Chinese Ceramic Society
- Abbreviation: CCS
- Founded: 1945
- Type: Professional organization
- Focus: Ceramic
- Location: Beijing, China;
- Region served: China
- Members: 20,000+
- Key people: Gao Ruiping
- Parent organization: China Association for Science and Technology
- Website: www.ceramsoc.com

= Chinese Ceramic Society =

Chinese professional body and learned society

The Chinese Ceramic Society (中国硅酸盐学会 (中國硅酸鹽學會, Zhōngguó Guīsuānyán Xuéhuì); abbreviated CCS) of Beijing is a Chinese non-profit professional body and learned society in the field of Chinese ceramics with a focus on scientific research, emerging technologies, and applications in which ceramic materials are an element.

==History==
The Chinese Ceramic Society started in 1945 as a research group in southwest China's Chongqing city.

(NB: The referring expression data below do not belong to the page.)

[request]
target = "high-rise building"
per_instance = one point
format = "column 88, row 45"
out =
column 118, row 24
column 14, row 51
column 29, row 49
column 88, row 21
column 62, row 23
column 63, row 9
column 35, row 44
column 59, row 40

In January 1951 this group became the "China Kiln Engineering Society" (中国窑业工程学会), but was closed down in October. In December 1956, the "Preparatory Committee of China Silicates Society" (中国矽酸盐学会筹委会) was founded in Beijing, and in November 1959 the name was changed to the "Chinese Ceramic Society". As of 2018, the society has 21 specialized committees and 3 working committees with more than 20,000 individual members.